The plan contemplated in the Draft includes an interesting provision not found under the Code. “The insolvency law … should specify the …  (b) list of creditors and the treatment provided for each creditor by the plan (e.g., how much they will receive and the timing of payment, if any)….”[6] Distinct from Sub V’s routine of creating classes of similarly situated creditors, the Draft anticipates a specific creditor-by-creditor rendition of treatment.

Discharge

The Draft explains that “full discharge” should be conditional upon the successful implementation of the reorganization plan and should take effect immediately upon confirmation of the plan. Of course, this differs from the bifurcated consensual vs. nonconsensual discharge delay provisions of Sub V. However, it is reflective of the overall process envisioned in the Draft, which calls for reorganization once the initial liquidation hurdle is overcome.

Conclusion

Time will tell whether this working committee draft is published for adoption by member states and, thereafter, whether the states actually do so.[7] While the U.S. Constitution provides for the enactment of a uniform law of bankruptcy,[8] no such parallel provision exists under the UN charter or pre-existing international insolvency treaties.[9] This simplified regime is an important step forward in moving what has been an entirely cooperation-based, and therefore complex insolvency system, to a small, business-friendly environment for preserving asset value, leveraging experience, and protecting the viability of small businesses around the world.
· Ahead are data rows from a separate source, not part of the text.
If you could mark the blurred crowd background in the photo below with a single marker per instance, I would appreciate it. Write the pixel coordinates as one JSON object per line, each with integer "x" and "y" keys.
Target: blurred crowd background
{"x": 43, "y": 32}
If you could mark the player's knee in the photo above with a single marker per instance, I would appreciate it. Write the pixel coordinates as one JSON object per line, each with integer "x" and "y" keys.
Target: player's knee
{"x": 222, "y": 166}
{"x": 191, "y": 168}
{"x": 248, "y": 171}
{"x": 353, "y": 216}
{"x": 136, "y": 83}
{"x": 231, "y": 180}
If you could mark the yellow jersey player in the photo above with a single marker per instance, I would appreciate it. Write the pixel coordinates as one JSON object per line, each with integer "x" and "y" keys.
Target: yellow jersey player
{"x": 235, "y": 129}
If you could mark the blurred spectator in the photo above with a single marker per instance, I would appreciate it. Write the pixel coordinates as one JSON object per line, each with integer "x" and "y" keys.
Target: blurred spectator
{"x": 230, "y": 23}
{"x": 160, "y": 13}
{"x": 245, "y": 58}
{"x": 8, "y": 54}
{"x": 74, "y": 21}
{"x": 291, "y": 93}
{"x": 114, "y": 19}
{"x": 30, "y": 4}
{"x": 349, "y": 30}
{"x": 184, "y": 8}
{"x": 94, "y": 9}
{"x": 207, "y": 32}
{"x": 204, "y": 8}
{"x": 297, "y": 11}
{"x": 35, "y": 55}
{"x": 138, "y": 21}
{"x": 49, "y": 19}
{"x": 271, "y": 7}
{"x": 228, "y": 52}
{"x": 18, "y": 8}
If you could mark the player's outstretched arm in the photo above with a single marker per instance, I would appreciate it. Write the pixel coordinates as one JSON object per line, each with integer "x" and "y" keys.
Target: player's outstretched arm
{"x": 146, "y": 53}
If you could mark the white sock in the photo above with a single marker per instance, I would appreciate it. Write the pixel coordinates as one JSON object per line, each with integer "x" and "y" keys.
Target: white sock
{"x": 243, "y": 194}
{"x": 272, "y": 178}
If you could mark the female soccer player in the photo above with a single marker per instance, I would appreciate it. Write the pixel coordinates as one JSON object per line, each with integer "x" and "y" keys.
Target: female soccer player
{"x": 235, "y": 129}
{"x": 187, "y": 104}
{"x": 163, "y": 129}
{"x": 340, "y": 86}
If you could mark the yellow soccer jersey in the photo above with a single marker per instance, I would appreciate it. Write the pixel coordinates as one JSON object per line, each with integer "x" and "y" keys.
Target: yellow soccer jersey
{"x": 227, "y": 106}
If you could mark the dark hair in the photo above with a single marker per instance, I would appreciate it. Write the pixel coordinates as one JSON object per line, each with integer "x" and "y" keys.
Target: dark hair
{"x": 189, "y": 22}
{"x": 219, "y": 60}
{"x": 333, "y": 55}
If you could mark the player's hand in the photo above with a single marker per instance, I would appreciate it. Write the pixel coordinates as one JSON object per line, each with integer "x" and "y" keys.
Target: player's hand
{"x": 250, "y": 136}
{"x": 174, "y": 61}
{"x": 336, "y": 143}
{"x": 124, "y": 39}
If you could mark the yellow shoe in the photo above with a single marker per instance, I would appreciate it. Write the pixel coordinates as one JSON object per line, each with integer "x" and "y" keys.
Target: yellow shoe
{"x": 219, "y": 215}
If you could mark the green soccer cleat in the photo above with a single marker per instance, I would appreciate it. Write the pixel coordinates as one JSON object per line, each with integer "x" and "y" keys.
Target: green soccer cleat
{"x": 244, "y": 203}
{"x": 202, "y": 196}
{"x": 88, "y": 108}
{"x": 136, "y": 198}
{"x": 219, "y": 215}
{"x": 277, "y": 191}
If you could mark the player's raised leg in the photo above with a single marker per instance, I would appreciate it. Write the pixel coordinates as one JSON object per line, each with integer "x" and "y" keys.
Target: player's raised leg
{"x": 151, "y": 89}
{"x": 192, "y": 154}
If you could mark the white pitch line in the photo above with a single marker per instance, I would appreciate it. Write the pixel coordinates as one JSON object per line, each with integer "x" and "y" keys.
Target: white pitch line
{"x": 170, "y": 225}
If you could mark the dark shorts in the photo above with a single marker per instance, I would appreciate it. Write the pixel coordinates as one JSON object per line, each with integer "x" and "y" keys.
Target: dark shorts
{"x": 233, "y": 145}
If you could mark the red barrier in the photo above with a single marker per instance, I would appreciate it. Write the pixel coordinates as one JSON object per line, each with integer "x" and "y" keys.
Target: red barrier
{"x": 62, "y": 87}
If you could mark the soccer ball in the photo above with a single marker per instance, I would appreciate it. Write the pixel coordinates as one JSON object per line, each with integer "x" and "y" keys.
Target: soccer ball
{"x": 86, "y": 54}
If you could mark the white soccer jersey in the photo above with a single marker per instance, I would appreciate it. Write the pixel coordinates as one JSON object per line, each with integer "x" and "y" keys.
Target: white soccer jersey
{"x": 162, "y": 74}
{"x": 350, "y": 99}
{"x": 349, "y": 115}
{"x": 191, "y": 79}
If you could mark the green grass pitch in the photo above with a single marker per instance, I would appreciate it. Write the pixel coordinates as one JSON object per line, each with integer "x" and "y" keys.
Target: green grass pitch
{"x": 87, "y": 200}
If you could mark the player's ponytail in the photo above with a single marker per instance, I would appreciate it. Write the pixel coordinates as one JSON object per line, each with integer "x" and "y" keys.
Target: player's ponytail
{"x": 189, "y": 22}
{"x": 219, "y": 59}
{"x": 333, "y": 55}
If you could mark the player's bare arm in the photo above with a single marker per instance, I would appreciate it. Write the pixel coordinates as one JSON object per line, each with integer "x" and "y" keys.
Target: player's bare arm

[1] Draft Commentary, available at https://undocs.org/en/A/CN.9/WG.V/WP.170, p. 21/50.

[2] Id.

[3] For more information, see the excellent article presented at the 2019 International Insolvency & Restructuring Symposium entitled “UNCITRAL Model Law” and the most recent draft report, which can be accessed at fn. 1, supra.

[4] 11 U.S.C. § 1109; see also Fed. R. Bankr. Pro. 2018.

[5] The Code only requires notice and does not require actual participation of an affected creditor.

[6] Draft Commentary, available at https://undocs.org/en/A/CN.9/WG.V/WP.170, p. 14/51.

[7] The May 11 57th Session of the Workgroup in New York was postponed due to COVID-19. The next session is scheduled for Dec. 11, 2020, in Vienna (online).

[8] U.S. Const., Article 1, Section 8, Clause 4. See Hanover National Bank v. Moyses, 186 U.S. 181 (1902).

[9] Arguably, recognition of a “main proceeding” does engender some similarity, if not uniformity.